Do light bulbs (such as fluorescent and compact fluorescent bulbs) give off hazardous amounts of ultraviolet (UV) light?

Regular fluorescent light bulbs used in your home and office do not produce a hazardous amount of ultraviolet light (UV). Most light sources, including fluorescent bulbs, emit a small amount of UV, but the UV produced by fluorescent light bulbs is far less than the amount produced by natural daylight. (Ultraviolet light rays are the light wavelengths that can cause sunburn and skin damage.)
Your safety is important to us. That's why, for all of our light bulbs designed for general public use, we strive to minimize the amount of UV light emitted.

 

How does a compact fluorescent light bulb work?

Fluorescent light bulbs (including compact fluorescents) are more energy-efficient than regular bulbs because of the different method they use to produce light. Regular bulbs (also known as incandescent bulbs) create light by heating a filament inside the bulb; the heat makes the filament white-hot, producing the light that you see. A lot of the energy used to create the heat that lights an incandescent bulb is wasted. A fluorescent bulb, on the other hand, contains a gas that produces invisible ultraviolet light (UV) when the gas is excited by electricity. The UV light hits the white coating inside the fluorescent bulb and the coating changes it into light you can see. Because fluorescent bulbs don't use heat to create light, they are far more energy-efficient than regular incandescent bulbs.

 

What compact fluorescent light bulb do I buy to replace a 60-, 75-, 100- or 150-watt regular bulb?

While a regular (incandescent) light bulb uses heat to produce light, a fluorescent bulb creates light using an entirely different method that is far more energy-efficient - in fact, 4-6 times more efficient. This means that you can buy a 15-watt compact fluorescent bulb that produces the same amount of light as a 60-watt regular incandescent bulb.

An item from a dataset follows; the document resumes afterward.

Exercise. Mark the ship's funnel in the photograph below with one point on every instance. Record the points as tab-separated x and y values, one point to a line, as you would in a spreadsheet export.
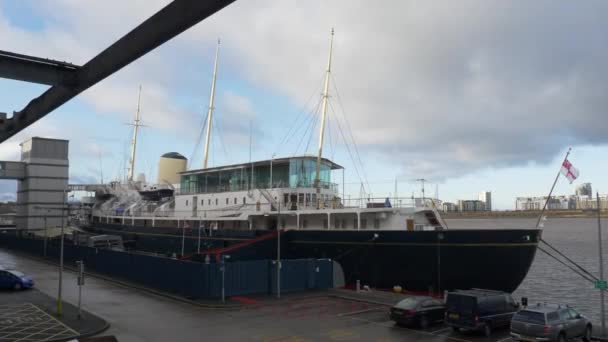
169	167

Plus fluorescent light bulbs last up to 13 times longer and use 2/3 to 3/4 less electricity than incandescent bulbs with similar lumen ratings.
Here are the watts needed by regular incandescent bulbs and compact fluorescent bulbs to produce the same amount of light.

  • 20 watts incandescent = 5 watts compact fluorescent
  • 28 watts incandescent = 7 watts compact fluorescent
  • 36 watts incandescent = 9 watts compact fluorescent
  • 40 watts incandescent = 10 watts compact fluorescent
  • 52 watts incandescent = 13 watts compact fluorescent
  • 60 watts incandescent = 15 watts compact fluorescent
  • 75 watts incandescent = 18 ~20 watts compact fluorescent
  • 100 watts incandescent = 23 watts compact fluorescent
  • 130 watts incandescent = 26~ 28 watts compact fluorescent
  • 250-300 watts incandescent = 45~ 55 watts compact fluorescent
 

How much heat (or infrared radiation) is emitted by regular, halogen, and compact fluorescent light bulbs?

Because incandescent and halogen bulbs create light through heat, about 90% of the energy they emit is in the form of heat (also called infrared radiation). To reduce the heat emitted by regular incandescent and halogen light bulbs, use a lower watt bulb (like 60 watts instead of 100).
Fluorescent light bulbs use an entirely different method to create light. Both compact fluorescent bulbs and fluorescent tubes contain a gas that, when excited by electricity, hits a coating inside the fluorescent bulb and emits light. (This makes them far more energy-efficient than regular incandescent bulbs.) The fluorescent bulbs used in your home emit only around 30% of their energy in heat, making them far cooler.